Jepang, yang memerintah semenanjung Korea sebagai koloni, berperang dengan China dari tahun 1937. Jepang juga pernah berperang dengan AS Inggris dan negara-negara lain dari tahun 1941. Perang berakhir dengan penyerahan Jepang pada tahun 1945.

“Mendukung pendaftaran dokumen bisa bertentangan dengan misi dan tujuan awal pembentukan UNESCO untuk membina persahabatan dan saling pengertian di antara negara-negara anggota,” kata Menteri Luar Negeri Jepang Fumio Kishida kepada wartawan, hari Selasa.

”Kami menyampaikan posisi (protes) kami kepada pemerintah Korea Selatan,” lanjut dia. Sekretaris Kabinet Jepang Yoshihide Suga juga menyampaikan pesang “ sangat kuat” kepada pemerintah Korea Selatan.

Namun, Chung Hyun-back melalui juru bicaranya merespons protes Jepang. Menurutnya, pemerintah Korea Selatan akan melakukan registrasi dokumen tersebut.

”Isu wanita yang menghibur telah menjadi isu global, bukan masalah bilateral,” kata Chung yang disampaikan juru bicaranya, seperti dilansir AFP, Rabu (12/7/2017). ”Kami akan bisa mengumpulkan dukungan dari masyarakat internasional.”

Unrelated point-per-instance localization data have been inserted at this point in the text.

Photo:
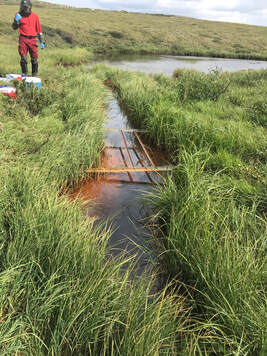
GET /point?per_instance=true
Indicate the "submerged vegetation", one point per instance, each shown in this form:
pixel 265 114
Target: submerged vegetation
pixel 59 293
pixel 212 212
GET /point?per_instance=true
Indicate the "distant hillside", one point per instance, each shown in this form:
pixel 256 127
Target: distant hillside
pixel 120 31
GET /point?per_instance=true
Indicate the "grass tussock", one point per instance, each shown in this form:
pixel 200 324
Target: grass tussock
pixel 123 32
pixel 59 293
pixel 212 212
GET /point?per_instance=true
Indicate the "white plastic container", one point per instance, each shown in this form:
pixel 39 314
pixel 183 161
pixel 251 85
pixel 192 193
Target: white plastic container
pixel 33 80
pixel 14 76
pixel 7 90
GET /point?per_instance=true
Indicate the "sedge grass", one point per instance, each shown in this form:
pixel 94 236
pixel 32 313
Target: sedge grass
pixel 211 212
pixel 60 294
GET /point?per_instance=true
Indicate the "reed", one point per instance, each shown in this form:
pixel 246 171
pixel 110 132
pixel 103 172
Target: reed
pixel 211 212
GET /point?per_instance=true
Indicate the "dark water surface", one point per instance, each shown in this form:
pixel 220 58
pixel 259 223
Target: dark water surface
pixel 116 199
pixel 167 64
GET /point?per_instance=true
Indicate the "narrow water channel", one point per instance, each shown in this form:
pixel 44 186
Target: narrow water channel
pixel 115 199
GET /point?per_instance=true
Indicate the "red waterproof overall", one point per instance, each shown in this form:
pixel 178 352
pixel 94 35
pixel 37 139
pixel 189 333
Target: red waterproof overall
pixel 29 29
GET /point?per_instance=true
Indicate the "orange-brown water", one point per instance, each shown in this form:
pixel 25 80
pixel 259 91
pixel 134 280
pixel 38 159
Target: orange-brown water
pixel 116 199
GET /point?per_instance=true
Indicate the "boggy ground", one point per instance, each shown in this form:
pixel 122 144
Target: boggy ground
pixel 212 213
pixel 59 295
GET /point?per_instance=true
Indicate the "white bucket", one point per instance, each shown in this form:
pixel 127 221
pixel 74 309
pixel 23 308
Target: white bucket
pixel 33 80
pixel 14 76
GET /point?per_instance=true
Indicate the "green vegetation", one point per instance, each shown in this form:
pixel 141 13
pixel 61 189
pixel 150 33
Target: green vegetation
pixel 60 294
pixel 119 31
pixel 212 213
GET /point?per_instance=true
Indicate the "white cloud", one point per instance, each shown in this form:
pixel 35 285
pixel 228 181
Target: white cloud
pixel 242 11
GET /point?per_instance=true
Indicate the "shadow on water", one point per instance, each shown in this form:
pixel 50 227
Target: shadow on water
pixel 115 201
pixel 166 64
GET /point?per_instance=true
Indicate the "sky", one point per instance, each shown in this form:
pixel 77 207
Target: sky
pixel 253 12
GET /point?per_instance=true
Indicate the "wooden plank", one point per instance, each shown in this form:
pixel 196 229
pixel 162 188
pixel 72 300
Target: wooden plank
pixel 128 153
pixel 142 164
pixel 126 165
pixel 124 130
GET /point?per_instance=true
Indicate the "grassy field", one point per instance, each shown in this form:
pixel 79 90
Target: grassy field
pixel 59 294
pixel 212 213
pixel 119 31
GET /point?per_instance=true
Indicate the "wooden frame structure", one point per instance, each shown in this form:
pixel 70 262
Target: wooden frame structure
pixel 131 168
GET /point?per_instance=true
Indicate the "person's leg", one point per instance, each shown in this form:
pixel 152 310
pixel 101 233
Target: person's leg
pixel 34 56
pixel 23 51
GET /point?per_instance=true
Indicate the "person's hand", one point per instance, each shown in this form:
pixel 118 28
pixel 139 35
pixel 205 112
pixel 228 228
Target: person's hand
pixel 18 17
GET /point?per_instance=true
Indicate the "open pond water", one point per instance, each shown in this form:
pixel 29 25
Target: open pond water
pixel 115 199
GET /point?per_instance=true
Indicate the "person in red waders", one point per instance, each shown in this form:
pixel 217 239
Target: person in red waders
pixel 29 28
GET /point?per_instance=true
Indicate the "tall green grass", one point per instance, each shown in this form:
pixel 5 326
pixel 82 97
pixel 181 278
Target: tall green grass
pixel 60 293
pixel 212 212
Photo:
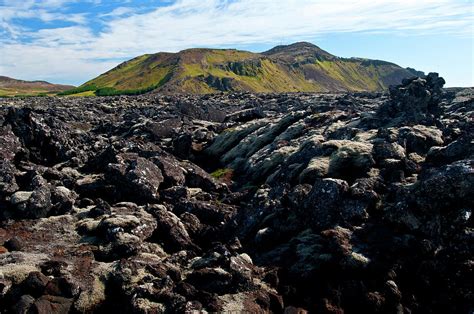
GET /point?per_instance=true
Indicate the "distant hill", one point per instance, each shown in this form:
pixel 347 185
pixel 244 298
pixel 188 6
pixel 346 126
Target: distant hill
pixel 300 67
pixel 13 87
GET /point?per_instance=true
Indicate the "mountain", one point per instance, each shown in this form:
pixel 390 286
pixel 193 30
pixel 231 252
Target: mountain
pixel 300 67
pixel 13 87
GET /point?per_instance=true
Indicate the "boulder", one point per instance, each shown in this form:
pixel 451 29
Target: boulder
pixel 135 176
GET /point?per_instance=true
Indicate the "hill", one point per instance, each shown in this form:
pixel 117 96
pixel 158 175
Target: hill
pixel 300 67
pixel 14 87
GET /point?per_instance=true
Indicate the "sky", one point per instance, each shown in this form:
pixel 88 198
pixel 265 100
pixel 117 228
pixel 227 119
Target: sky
pixel 73 41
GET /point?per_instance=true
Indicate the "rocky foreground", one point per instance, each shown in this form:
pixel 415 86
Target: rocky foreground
pixel 284 203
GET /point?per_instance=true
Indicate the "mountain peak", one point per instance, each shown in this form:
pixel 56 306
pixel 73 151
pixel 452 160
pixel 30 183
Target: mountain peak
pixel 298 49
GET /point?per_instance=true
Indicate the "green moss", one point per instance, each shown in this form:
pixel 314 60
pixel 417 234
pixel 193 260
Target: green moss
pixel 220 173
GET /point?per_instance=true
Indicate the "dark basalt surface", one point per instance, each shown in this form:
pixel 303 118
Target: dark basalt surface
pixel 327 203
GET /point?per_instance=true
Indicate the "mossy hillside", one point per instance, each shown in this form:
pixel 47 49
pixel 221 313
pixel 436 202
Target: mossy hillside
pixel 202 71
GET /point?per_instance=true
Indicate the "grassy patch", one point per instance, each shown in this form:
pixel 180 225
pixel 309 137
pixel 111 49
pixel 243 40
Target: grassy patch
pixel 78 90
pixel 223 175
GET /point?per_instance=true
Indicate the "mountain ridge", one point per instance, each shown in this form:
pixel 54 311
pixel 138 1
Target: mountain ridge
pixel 15 87
pixel 298 67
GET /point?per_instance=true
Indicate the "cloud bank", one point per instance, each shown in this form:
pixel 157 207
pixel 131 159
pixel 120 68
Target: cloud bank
pixel 80 44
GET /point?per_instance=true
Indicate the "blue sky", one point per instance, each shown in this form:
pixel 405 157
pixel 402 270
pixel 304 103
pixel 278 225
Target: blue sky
pixel 72 41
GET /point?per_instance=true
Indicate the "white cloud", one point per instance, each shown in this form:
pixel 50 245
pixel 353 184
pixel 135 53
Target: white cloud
pixel 194 23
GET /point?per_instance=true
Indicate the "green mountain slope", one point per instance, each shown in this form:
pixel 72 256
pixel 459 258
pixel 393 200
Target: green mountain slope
pixel 300 67
pixel 10 87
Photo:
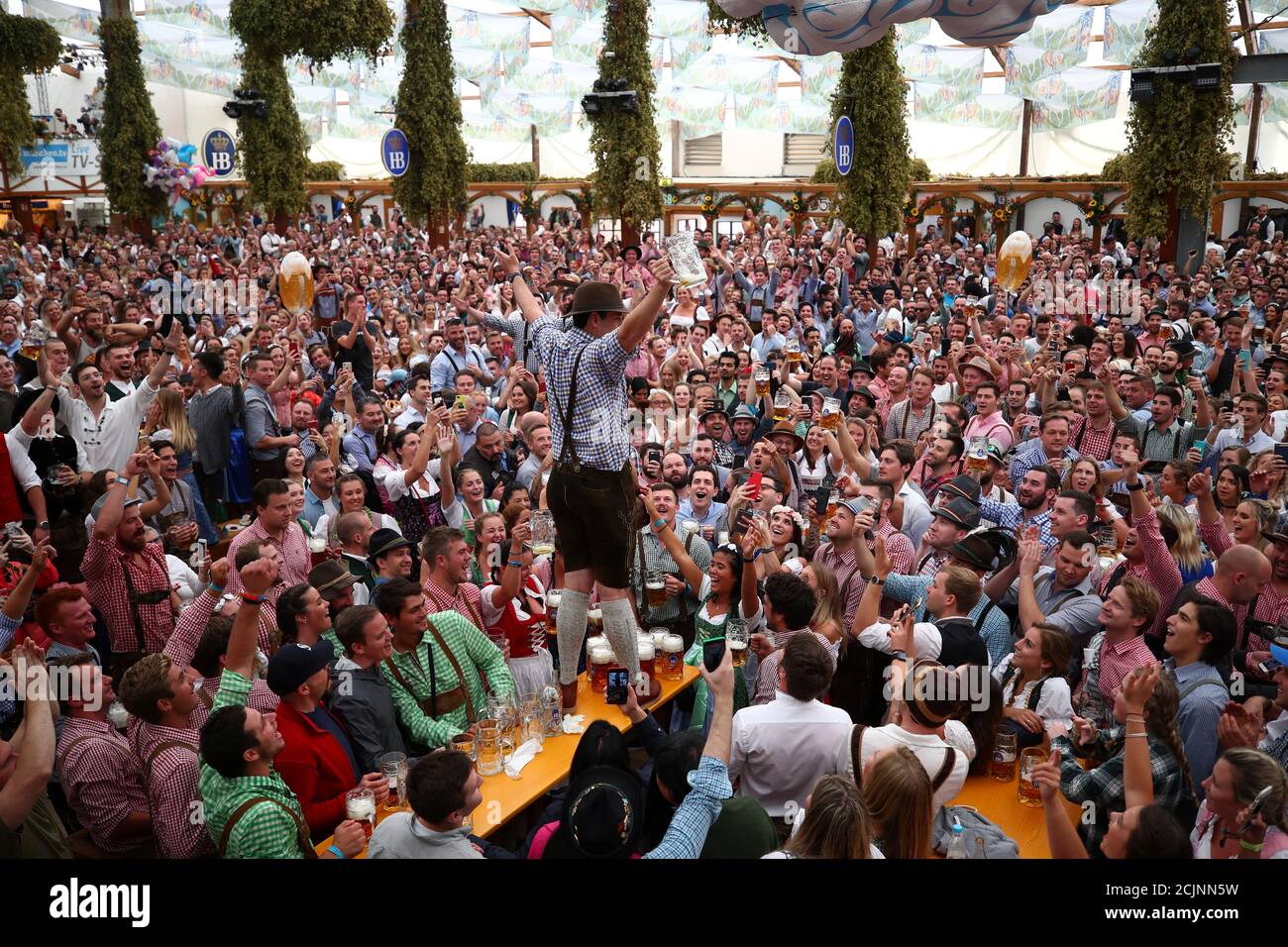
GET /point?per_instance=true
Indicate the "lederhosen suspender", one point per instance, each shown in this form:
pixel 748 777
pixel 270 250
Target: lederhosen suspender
pixel 136 600
pixel 301 828
pixel 903 428
pixel 945 768
pixel 567 450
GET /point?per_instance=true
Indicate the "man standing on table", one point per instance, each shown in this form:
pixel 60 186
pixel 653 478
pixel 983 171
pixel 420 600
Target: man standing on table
pixel 591 489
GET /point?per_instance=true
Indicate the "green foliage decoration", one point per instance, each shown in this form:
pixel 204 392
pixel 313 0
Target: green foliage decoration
pixel 26 46
pixel 273 149
pixel 1177 142
pixel 429 114
pixel 871 197
pixel 626 147
pixel 130 128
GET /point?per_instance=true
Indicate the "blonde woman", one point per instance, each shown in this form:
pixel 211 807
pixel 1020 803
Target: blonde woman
pixel 829 612
pixel 172 420
pixel 897 791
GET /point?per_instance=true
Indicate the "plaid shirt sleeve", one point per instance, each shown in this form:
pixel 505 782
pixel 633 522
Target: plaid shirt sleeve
pixel 697 813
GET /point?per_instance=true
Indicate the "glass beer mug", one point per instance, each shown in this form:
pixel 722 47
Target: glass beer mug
pixel 542 532
pixel 295 283
pixel 1014 261
pixel 492 749
pixel 738 639
pixel 686 261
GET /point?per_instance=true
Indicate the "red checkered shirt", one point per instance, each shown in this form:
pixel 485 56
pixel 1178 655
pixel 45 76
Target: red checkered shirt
pixel 104 567
pixel 292 548
pixel 170 776
pixel 194 617
pixel 102 780
pixel 467 600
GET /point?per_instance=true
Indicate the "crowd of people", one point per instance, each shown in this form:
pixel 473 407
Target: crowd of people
pixel 250 551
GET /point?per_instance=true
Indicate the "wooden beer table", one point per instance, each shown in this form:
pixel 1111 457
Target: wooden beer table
pixel 999 801
pixel 505 797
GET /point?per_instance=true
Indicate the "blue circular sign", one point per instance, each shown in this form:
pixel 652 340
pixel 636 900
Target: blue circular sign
pixel 219 153
pixel 842 145
pixel 394 153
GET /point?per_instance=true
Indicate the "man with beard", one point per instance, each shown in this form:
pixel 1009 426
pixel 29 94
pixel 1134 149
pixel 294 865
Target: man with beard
pixel 652 558
pixel 128 577
pixel 677 474
pixel 699 504
pixel 1033 496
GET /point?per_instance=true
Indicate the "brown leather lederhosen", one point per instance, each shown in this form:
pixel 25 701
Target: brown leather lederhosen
pixel 438 703
pixel 300 826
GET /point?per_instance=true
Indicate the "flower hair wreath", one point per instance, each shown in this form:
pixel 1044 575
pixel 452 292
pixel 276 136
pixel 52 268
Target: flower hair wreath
pixel 797 517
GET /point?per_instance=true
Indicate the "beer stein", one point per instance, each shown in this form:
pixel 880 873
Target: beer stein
pixel 493 750
pixel 360 804
pixel 542 532
pixel 394 768
pixel 686 261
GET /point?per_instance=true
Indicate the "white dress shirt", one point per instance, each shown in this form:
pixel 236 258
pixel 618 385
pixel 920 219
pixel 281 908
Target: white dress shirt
pixel 784 748
pixel 927 748
pixel 923 635
pixel 114 436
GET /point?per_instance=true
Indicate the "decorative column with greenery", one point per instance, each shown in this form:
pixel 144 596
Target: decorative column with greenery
pixel 130 127
pixel 626 149
pixel 1177 144
pixel 273 149
pixel 30 46
pixel 871 90
pixel 429 114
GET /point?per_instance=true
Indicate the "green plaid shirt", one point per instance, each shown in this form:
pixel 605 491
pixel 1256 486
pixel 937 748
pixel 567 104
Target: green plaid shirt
pixel 473 652
pixel 265 830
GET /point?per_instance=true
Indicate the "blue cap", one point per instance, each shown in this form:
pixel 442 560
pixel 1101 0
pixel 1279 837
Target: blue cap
pixel 295 663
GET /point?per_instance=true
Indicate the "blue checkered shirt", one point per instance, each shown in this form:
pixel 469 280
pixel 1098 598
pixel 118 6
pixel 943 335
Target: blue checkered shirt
pixel 599 416
pixel 1009 515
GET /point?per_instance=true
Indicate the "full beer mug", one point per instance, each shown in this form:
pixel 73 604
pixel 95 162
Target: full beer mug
pixel 542 532
pixel 1014 261
pixel 295 283
pixel 493 750
pixel 686 261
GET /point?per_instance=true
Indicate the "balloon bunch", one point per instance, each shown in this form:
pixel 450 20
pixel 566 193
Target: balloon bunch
pixel 170 169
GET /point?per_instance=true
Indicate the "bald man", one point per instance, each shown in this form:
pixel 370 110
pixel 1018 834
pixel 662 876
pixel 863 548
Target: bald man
pixel 1241 574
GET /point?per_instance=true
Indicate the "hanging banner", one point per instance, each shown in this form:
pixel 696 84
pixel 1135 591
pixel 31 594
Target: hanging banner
pixel 493 128
pixel 1126 25
pixel 979 111
pixel 960 67
pixel 1089 90
pixel 733 73
pixel 819 73
pixel 161 40
pixel 553 115
pixel 684 53
pixel 552 76
pixel 698 108
pixel 506 35
pixel 202 16
pixel 1064 29
pixel 1025 65
pixel 677 18
pixel 755 114
pixel 72 22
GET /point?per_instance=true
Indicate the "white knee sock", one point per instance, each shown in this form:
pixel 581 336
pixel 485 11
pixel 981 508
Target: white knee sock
pixel 619 628
pixel 571 630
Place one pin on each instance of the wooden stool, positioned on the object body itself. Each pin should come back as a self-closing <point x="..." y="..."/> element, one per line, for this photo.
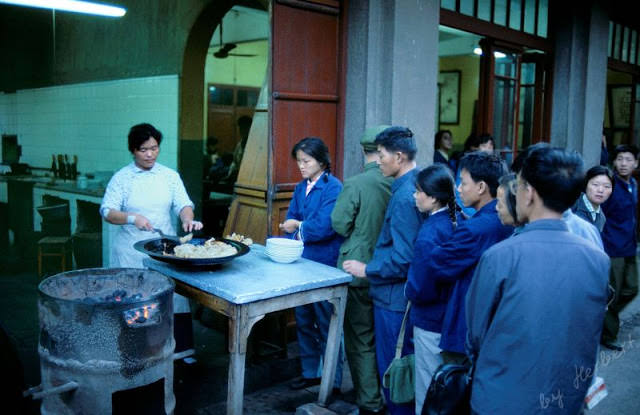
<point x="54" y="246"/>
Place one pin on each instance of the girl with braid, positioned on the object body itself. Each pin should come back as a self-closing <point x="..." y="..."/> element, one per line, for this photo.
<point x="434" y="196"/>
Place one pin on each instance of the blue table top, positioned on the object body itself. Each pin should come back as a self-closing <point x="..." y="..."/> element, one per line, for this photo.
<point x="254" y="277"/>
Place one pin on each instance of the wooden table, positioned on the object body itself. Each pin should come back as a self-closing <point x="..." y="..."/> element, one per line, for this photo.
<point x="251" y="286"/>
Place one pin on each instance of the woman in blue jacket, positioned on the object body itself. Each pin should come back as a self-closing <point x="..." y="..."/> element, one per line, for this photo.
<point x="309" y="220"/>
<point x="434" y="195"/>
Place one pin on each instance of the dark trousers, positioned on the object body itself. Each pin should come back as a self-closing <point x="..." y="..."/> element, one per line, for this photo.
<point x="360" y="345"/>
<point x="623" y="277"/>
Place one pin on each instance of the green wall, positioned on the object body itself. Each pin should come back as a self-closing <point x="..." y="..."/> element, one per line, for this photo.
<point x="148" y="41"/>
<point x="469" y="79"/>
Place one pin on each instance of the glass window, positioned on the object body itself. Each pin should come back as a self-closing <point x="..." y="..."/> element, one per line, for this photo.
<point x="610" y="38"/>
<point x="500" y="13"/>
<point x="528" y="74"/>
<point x="634" y="40"/>
<point x="625" y="44"/>
<point x="543" y="13"/>
<point x="506" y="65"/>
<point x="503" y="114"/>
<point x="530" y="16"/>
<point x="515" y="13"/>
<point x="466" y="7"/>
<point x="247" y="98"/>
<point x="448" y="4"/>
<point x="617" y="41"/>
<point x="220" y="96"/>
<point x="484" y="10"/>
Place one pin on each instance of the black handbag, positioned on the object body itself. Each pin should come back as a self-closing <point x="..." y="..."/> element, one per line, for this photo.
<point x="450" y="390"/>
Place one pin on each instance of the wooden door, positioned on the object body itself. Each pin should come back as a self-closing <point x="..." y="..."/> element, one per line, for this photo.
<point x="302" y="99"/>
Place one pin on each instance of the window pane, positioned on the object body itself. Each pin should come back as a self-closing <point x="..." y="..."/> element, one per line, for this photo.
<point x="503" y="115"/>
<point x="514" y="17"/>
<point x="500" y="13"/>
<point x="448" y="4"/>
<point x="220" y="96"/>
<point x="634" y="44"/>
<point x="529" y="16"/>
<point x="610" y="39"/>
<point x="506" y="65"/>
<point x="466" y="7"/>
<point x="543" y="13"/>
<point x="528" y="75"/>
<point x="484" y="10"/>
<point x="625" y="44"/>
<point x="616" y="43"/>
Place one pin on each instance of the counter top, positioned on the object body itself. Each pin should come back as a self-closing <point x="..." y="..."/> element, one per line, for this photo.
<point x="69" y="186"/>
<point x="254" y="277"/>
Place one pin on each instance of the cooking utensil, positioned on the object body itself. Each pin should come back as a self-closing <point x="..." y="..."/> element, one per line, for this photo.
<point x="182" y="239"/>
<point x="157" y="247"/>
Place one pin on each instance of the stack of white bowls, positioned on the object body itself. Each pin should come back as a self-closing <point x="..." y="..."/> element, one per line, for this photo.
<point x="283" y="250"/>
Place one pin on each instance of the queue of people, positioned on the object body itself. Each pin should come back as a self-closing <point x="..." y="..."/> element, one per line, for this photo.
<point x="496" y="287"/>
<point x="518" y="287"/>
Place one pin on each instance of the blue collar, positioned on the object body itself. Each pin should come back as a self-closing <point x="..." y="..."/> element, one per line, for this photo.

Pada akhir tahun 2015, di bawah presiden terguling Park Geun-hye, Seoul dan Tokyo mencapai kesepakatan ”final dan ireversibel” di mana Jepang mengajukan permintaan maaf dan membayar kompensasi 1 miliar yen (USD8,8 juta) kepada korban selamat dari perbudakan seks PD II.

Presiden baru Korea Selatan Moon Jae-In telah mengatakan kepada Perdana Menteri Jepang Shinzo Abe bahwa sebagian besar warga Korea Selatan tidak dapat menerima kesepakatan tersebut.
(mas)
Copyright © 2024 SINDOnews.com
All Rights Reserved
berita/ rendering in 0.1358 seconds (0.1#10.140)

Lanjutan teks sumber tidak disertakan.